Je suis favela (2011) donne une vision assez sombre de la favela. C'était pendant la mandature de Lula mais des programmes d'aide comme la Bolsa Família n'étaient pas encore entrés dans toutes les familles et donc le contenu de ce volume est assez sombre. Je suis toujours favela est sorti en 2014 en plein boom économique des années Lula - on avait l'impression que le Brésil allait devenir la 4ème puissance économique mondiale. C’est un volume très optimiste avec des histoires de jeunes des favelas qui vont à l'université grâce aux quotas par exemple. Le troisième volume Je suis encore favela (2018) est de nouveau plus sombre, un petit peu le contrecoup, le coup du bâton, mais je crois qu'il est plus sombre aussi parce que justement ces années Lula ont apporté la consommation, mais aussi une certaine éducation, une certaine conscientisation et je crois que maintenant les gens ne tolèrent plus d'avoir 6 morts dans une fusillade (et ils ont l’info grâce aux réseaux sociaux, qui ont véritablement changé la donne au Brésil), ils ne tolèrent pas un hôpital public complètement dégradé… Aujourd’hui, les Brésiliens s'indignent davantage. C’est cela : c'est un volume qui est très indigné. On s'indigne même si on ne sait pas toujours comment faire pour que les choses aillent mieux, mais c'est déjà un premier pas, de ne plus accepter ce qui autrefois l'était. Les Brésiliens se rendent compte que le développement ne s’arrête pas à une hausse de leur consommation ou de leur pouvoir d’achat. Ça, c’est un leurre. Le développement d’un pays s’accompagne du développement de ses services pour les citoyens – éducation, santé, infrastructures, transports publics. Et cela n’a pas suivi au Brésil.
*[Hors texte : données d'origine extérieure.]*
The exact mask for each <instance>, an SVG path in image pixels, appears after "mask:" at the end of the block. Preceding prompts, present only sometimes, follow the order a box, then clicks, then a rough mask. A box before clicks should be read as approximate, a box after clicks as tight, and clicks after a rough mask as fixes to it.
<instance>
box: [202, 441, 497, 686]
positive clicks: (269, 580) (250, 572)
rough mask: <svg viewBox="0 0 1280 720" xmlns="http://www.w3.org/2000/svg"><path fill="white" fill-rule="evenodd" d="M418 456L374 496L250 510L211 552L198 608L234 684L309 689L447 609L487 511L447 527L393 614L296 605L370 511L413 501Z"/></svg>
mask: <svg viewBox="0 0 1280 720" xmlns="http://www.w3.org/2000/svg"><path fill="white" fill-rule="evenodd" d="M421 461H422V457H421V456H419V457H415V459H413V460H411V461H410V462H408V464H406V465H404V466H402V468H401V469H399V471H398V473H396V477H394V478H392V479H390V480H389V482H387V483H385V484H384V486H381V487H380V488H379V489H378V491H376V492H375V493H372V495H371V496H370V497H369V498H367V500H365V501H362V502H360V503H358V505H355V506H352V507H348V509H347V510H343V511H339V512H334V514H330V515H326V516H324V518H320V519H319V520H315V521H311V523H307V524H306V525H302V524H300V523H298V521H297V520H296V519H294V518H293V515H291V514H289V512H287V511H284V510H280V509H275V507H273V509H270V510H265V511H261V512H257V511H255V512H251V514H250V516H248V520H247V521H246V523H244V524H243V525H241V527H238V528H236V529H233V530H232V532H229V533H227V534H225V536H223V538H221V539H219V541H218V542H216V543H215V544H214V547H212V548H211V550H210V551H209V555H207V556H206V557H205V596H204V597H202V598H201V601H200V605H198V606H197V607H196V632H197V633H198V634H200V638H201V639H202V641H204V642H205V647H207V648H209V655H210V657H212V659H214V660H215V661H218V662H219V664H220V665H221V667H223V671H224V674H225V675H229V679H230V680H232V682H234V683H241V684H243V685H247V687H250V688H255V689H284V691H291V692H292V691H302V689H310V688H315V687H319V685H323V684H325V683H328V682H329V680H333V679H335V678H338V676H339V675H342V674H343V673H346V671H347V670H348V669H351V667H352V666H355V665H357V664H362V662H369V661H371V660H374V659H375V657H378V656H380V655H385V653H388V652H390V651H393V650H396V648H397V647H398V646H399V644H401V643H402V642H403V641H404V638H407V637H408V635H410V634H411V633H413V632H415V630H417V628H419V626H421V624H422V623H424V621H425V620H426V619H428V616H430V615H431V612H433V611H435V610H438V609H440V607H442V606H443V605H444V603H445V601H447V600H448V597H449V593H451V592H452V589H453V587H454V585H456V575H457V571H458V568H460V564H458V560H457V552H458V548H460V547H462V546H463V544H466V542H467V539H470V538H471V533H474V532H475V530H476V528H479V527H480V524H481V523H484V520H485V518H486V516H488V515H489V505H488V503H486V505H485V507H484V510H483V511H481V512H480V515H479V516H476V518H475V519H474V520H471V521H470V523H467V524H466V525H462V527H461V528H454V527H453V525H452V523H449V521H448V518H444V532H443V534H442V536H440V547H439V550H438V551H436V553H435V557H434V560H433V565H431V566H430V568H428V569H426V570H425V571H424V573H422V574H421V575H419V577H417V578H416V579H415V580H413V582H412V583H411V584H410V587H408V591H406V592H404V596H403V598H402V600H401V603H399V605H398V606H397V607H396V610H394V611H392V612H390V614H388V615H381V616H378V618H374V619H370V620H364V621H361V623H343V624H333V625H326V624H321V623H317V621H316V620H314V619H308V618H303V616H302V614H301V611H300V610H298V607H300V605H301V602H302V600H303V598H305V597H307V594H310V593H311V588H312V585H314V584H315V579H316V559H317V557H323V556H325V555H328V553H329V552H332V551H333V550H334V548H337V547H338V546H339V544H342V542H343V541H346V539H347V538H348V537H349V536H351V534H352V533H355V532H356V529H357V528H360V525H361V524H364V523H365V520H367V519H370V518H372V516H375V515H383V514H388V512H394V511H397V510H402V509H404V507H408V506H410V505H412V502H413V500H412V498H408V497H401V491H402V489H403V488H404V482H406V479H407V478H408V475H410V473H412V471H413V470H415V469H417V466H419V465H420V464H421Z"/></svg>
Pour revenir sur les femmes dans cette littérature, il faut rappeler le rôle qu'a joué Carolina Maria de Jesus avec la publication de son journal de femme de la favela, Quarto de despejo (1960) / Le Dépotoir (1962). Elle peut être considérée comme le point de départ de cette littérature marginale même si d'autres pensent que ce pourrait être Lima Barreto. Concernant la sous-représentation des femmes dans la littérature marginale, je l’explique peut-être parce que les femmes sont souvent seules à la tête de leur foyer, elles ont leurs enfants et parfois les enfants des autres à élever, il y a peut-être une problématique de temps ? Mais en tout cas maintenant elles prennent la plume. Elles s'expriment mais surtout elles ont l'ambition d'être publiées et ont gagné en confiance. Et puis elles ont des modèles comme Conceição Evaristo qui est une femme dont les œuvres n'ont pas été publiées pendant 25 ans et qui maintenant gagne en visibilité et donne très certainement des idées à beaucoup de femmes, qui se disent que si Conceição Evaristo est capable d’écrire, avec talent, elles aussi peuvent peut-être le faire.
Les titres des volumes publiés
Pourquoi avoir appelé ces volumes Je suis favela ? Il est vrai que pour les Français la favela c'est très identifiable. Tous les Français ont vu le film de Fernando Meireless et Kátia Lund La Cité de Dieu (2002), ils ont vu des reportages sur les favelas. Ils sont souvent très intrigués par cette favela où se concentre de la misère juste à côté des quartiers riches, c'est quelque chose qui les perturbe – qui les fascine aussi parfois. Parce qu’ici en France, les banlieues sont bien loin du 16e, donc les Français se demandent comment c’est possible de vivre en ayant les pauvres juste à côté alors que chez nous, les pauvres, ils sont bien loin, tout au bout de la ligne de RER... Avec ce titre, j’ai voulu profiter de cette curiosité du public français à l’égard de ces espaces. Mais au-delà, avec ce « Je suis… » (bien avant le « Je suis Charlie »), je voulais insister sur l’appropriation de ce territoire par ces habitants. « Je suis favela », et je n’en ai pas honte, je l’écrit même sur la couverture d’un livre. Et ensuite, les volumes 2 et 3, Je suis toujours favela, Je suis encore favela, c’était pour faire une suite logique. Toujours : oui, je le suis toujours, et je le clame haut et fort. Encore : on sent peut-être en effet une lassitude…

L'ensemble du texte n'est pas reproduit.